Can it be done - I think yes. Does it make any sense - I think no.
The concept of a non-chemical thermal rocket is not new. Other types of such rockets would be a nuclear thermal rocket or a resistojet. Both work in principle by heating a fluid and then expelling it, just like the concept you suggest. The fluid can be anything, but hydrogen is best in terms of ISP.
So how would a use case of your rocket look like? Obviously, you would not try to use it to escape earth orbit, because the energy dissipating at re-entry is just the motion energy you put in your spacecraft in the first place. Furthermore, most of the energy is not transferred to the spacecraft but stays in the atmosphere (if I remember correctly, it was about 0.2% going into the spacecraft).
But, as you were saying, maybe your want to use this energy to fly a maneuver in the Jovian system. When you enter the system, you have escape velocity, so you want to shed some of that energy. In this case by aerobrakeing in Jupiter (may not be smart for other reasons), yes, you may encounter some heat, and that heat, in theory, can be used as energy for later course changes. You could, for example pressurize a lot of hydrogen, then use it to cool a heat shield, and then release the hydrogen for thrust.
This would be a very bad design. You would have to store a large amount of pressurized hydrogen somewhere, because you don't want to fire your thruster right away, while still in Jupiter. You want to have propulsion hours, or days, or years later. This makes your tanks massively heavy. And that is just the least of your problems.
In order to get any sort of decent ISP, you would need to heat your hydrogen to thousands of kelvin. Therefore, it would not be an effective coolant. Actually, you would somehow have to actively cool your storage tank, because there is no material in the world that could resist the temperatures needed for a gas to be an effective rocket propellant.
And even that ignores the largest flaw in this concept, that energy isn't even the largest concern in spacecraft propulsion, it's momentum. There are many sources of energy available, even in outer space.
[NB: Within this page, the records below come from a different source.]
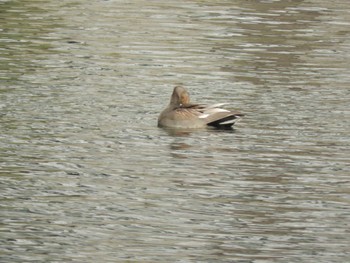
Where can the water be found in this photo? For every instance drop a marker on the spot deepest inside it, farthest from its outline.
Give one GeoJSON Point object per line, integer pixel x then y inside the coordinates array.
{"type": "Point", "coordinates": [87, 176]}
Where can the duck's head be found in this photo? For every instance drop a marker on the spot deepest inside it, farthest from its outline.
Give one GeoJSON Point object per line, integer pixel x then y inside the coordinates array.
{"type": "Point", "coordinates": [180, 96]}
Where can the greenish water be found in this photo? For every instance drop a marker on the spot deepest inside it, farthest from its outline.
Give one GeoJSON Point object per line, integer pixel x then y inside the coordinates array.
{"type": "Point", "coordinates": [87, 176]}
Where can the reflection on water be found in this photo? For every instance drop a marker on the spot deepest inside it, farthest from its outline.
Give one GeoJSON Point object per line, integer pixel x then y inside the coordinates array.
{"type": "Point", "coordinates": [87, 176]}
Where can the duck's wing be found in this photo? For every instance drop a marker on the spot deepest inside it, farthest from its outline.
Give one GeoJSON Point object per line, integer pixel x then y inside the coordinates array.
{"type": "Point", "coordinates": [219, 117]}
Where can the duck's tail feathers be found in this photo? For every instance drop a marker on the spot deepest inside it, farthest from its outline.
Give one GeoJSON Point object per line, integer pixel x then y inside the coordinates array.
{"type": "Point", "coordinates": [225, 121]}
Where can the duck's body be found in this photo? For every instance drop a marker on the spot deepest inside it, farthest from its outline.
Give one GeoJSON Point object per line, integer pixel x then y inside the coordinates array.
{"type": "Point", "coordinates": [180, 113]}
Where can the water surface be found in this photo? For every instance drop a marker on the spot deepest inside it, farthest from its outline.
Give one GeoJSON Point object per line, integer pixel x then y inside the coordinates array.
{"type": "Point", "coordinates": [87, 176]}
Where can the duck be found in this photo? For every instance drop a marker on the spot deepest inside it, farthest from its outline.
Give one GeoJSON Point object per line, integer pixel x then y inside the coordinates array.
{"type": "Point", "coordinates": [181, 113]}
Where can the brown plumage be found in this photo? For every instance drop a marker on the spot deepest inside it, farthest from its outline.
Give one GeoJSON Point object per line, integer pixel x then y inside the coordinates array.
{"type": "Point", "coordinates": [180, 113]}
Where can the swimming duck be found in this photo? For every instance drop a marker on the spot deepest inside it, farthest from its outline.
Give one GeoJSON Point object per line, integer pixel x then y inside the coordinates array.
{"type": "Point", "coordinates": [180, 113]}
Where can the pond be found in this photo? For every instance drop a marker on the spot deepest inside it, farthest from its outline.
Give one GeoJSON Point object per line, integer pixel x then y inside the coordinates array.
{"type": "Point", "coordinates": [87, 176]}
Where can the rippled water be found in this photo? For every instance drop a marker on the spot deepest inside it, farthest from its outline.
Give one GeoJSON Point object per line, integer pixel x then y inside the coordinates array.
{"type": "Point", "coordinates": [86, 176]}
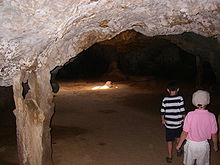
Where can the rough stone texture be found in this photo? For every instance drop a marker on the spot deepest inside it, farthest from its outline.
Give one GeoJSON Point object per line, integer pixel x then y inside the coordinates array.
{"type": "Point", "coordinates": [33, 114]}
{"type": "Point", "coordinates": [38, 33]}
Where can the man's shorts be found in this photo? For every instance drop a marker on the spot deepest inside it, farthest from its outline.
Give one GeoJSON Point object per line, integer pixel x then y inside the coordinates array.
{"type": "Point", "coordinates": [196, 151]}
{"type": "Point", "coordinates": [172, 134]}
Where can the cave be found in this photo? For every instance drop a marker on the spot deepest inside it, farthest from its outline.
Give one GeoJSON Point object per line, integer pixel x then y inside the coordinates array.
{"type": "Point", "coordinates": [46, 43]}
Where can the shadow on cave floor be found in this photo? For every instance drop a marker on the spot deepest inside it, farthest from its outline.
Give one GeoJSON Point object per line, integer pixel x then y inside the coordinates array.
{"type": "Point", "coordinates": [116, 126]}
{"type": "Point", "coordinates": [105, 127]}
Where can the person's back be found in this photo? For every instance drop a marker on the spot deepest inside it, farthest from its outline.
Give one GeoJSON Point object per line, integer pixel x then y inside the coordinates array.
{"type": "Point", "coordinates": [172, 115]}
{"type": "Point", "coordinates": [199, 126]}
{"type": "Point", "coordinates": [202, 125]}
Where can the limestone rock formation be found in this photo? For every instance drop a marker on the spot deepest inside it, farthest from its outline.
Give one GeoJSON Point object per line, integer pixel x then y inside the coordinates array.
{"type": "Point", "coordinates": [36, 34]}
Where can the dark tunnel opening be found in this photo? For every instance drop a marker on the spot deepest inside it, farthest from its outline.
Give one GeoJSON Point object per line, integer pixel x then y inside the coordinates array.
{"type": "Point", "coordinates": [132, 54]}
{"type": "Point", "coordinates": [103, 118]}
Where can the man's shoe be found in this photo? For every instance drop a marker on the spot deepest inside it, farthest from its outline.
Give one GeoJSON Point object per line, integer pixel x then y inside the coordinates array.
{"type": "Point", "coordinates": [168, 160]}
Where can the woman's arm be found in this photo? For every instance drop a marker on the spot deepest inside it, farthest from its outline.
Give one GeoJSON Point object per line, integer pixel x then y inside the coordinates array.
{"type": "Point", "coordinates": [182, 138]}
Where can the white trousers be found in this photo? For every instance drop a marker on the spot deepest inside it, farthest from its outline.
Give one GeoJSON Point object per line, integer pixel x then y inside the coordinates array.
{"type": "Point", "coordinates": [196, 151]}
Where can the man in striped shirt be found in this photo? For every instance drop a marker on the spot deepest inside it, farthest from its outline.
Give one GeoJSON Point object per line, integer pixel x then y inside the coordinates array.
{"type": "Point", "coordinates": [172, 116]}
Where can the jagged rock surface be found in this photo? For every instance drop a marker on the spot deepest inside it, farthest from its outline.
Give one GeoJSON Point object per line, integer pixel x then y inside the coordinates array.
{"type": "Point", "coordinates": [39, 33]}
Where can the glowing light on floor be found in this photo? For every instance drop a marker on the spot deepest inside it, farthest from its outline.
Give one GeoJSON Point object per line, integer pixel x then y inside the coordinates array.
{"type": "Point", "coordinates": [108, 85]}
{"type": "Point", "coordinates": [100, 87]}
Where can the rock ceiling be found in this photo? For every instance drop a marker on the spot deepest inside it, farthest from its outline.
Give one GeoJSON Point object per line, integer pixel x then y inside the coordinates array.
{"type": "Point", "coordinates": [35, 34]}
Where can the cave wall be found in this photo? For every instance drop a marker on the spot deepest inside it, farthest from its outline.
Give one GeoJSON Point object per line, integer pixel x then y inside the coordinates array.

There are radioisotope thermoelectric generators, solar panels, chemical reactions, even nuclear reactors. The tricky part is to use this energy to expel a fluid backward at the greatest speed (read: ISP) possible, so according to the momentum balance, your space ship gets the most forward momentum. In this regard, there is nothing better than ion thrusters, and your concept would do worse than the simplest thruster, the resistojet. This is a thruster that does nothing but heat something (anything really - hydrogen, water, poop, you name it) electrically to expel it through a nozzle. So just like your idea, the resistojet also also heats up the propellant, but it doesn't have to store it and it is not dependent on a specific part of the mission in order to function.
Therefore, even if it was possible to recover some energy from aerobrakeing, I don't think that it can be a viable part of any propulsion system.